The National Weather Service of Fort Worth spent Tuesday surveying the damage from Monday’s severe weather. They determined the following:
- An EF-3 tornado hit Jacksboro in Jack County with max winds up to 150 mph.
- An EF-2 tornado hit the Sherwood Shores community in Grayson County with wind speeds up to 130 mph.
- An EF-1 tornado hit southwest of Bowie in Montague County with max winds up to 95 mph.
- An EF-1 tornado hit east of Bowie in Montague County with max winds up 100 mph.
- An EF-1 tornado touched down near Nocona in Montague County with winds up to 110 mph.
- An EF-1 tornado hit Tarrant County in River Oaks with speeds up to 100 mph.
- An EF-1 tornado touched down at Possum Kingdom Lake in Palo Pinto County with winds speeds up to 95 mph.
- An EF-1 tornado touched down in Cooke County near Era and tracked through Gainesville with max speeds up to 105 mph.
- An EF-0 tornado hit Carrollton in northern Dallas County with speeds up to 85 mph.
- An EF-0 tornado hit Wise County near Decatur with winds up to 85 mph.
The NWS is still surveying damage and will likely confirm more tornadoes.

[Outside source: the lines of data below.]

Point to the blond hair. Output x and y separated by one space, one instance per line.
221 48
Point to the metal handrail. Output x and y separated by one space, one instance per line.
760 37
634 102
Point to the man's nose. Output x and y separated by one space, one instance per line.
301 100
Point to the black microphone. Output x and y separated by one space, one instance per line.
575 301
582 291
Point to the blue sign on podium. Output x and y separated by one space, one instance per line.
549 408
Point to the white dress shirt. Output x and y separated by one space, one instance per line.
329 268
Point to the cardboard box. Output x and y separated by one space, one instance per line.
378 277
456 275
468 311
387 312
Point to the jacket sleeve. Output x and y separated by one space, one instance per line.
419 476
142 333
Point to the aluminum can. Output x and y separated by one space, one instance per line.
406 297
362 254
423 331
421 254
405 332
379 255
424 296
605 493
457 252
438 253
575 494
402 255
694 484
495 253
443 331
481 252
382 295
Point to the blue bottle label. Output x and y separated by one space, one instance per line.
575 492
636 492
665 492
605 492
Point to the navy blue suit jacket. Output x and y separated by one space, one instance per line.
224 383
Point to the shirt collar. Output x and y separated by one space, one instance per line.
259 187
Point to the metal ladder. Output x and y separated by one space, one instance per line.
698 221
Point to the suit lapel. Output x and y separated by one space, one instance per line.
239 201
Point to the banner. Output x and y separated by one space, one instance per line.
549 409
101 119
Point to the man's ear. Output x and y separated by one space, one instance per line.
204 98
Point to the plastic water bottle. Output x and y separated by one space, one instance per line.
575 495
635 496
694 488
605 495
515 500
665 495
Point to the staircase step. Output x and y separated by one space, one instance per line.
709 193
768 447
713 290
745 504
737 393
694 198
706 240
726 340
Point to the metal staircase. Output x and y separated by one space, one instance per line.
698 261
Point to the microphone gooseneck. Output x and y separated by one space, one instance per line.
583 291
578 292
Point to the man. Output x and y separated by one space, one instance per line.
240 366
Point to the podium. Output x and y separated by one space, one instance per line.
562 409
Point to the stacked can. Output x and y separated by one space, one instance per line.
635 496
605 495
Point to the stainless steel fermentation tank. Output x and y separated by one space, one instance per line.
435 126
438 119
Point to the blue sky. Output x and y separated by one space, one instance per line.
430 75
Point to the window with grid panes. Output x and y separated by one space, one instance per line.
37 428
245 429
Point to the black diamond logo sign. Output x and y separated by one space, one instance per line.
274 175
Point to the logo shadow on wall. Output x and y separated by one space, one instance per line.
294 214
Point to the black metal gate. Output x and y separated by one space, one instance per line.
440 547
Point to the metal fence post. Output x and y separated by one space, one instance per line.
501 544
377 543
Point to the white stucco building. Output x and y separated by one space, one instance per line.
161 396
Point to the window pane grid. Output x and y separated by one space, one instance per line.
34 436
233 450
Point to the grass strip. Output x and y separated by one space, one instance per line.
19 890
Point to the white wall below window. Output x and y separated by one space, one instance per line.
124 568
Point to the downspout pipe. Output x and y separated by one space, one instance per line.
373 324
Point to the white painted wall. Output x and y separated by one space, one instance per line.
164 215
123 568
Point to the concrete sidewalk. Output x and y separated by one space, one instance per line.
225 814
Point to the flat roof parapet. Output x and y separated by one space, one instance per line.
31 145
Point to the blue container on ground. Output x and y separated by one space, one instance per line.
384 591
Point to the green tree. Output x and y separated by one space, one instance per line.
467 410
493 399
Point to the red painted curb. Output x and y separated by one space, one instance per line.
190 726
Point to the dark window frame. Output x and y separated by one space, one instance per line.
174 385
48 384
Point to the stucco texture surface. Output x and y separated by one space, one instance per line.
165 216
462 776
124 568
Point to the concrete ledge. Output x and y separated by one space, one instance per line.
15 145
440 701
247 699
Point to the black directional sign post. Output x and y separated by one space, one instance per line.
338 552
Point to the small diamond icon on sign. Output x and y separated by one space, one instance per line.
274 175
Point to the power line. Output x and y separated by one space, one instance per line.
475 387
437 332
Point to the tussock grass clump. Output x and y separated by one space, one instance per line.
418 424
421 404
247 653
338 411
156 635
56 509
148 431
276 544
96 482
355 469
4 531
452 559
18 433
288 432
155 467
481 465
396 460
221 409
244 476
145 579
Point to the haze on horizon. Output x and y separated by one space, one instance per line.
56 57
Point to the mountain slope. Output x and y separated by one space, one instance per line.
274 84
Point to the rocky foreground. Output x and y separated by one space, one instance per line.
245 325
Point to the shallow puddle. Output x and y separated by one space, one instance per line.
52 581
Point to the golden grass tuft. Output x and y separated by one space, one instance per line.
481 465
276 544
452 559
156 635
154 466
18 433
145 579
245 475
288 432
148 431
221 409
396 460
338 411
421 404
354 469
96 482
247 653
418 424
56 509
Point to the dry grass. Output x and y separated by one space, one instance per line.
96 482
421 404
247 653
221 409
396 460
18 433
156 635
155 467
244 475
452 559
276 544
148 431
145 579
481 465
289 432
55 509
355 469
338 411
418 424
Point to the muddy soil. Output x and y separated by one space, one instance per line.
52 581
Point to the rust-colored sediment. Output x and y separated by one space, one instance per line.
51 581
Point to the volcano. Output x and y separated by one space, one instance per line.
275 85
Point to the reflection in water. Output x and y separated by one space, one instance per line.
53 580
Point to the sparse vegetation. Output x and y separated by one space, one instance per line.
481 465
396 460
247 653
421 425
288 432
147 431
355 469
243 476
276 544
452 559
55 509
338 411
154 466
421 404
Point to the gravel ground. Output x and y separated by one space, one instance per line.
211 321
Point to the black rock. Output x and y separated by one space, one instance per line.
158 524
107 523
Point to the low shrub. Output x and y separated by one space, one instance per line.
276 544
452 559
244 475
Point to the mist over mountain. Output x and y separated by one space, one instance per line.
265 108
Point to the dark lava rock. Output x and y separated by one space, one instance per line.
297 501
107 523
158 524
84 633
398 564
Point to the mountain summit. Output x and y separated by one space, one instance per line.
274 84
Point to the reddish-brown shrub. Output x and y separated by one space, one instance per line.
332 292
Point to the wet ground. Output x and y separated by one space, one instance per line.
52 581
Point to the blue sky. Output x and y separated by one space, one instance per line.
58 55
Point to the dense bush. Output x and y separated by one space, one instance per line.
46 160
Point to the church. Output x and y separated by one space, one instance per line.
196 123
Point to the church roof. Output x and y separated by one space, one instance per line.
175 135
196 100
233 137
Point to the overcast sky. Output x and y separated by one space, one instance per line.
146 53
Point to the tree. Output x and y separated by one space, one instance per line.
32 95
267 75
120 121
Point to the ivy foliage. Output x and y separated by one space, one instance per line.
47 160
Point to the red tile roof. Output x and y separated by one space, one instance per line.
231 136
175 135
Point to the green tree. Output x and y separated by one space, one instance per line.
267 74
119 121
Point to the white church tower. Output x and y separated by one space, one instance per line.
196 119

Over in Grayson County, officials confirm a 73-year-old woman was killed in Sherman in an EF-2 tornado. More than 100 buildings were damaged there, and at least 11 people were taken to the hospital with injuries.
Jacksboro schools, homes heavily damaged by tornado
The Jacksboro community in Jack County spent much of the day cleaning up after a powerful EF-3 tornado destroyed several homes and heavily damaged the high school and elementary school.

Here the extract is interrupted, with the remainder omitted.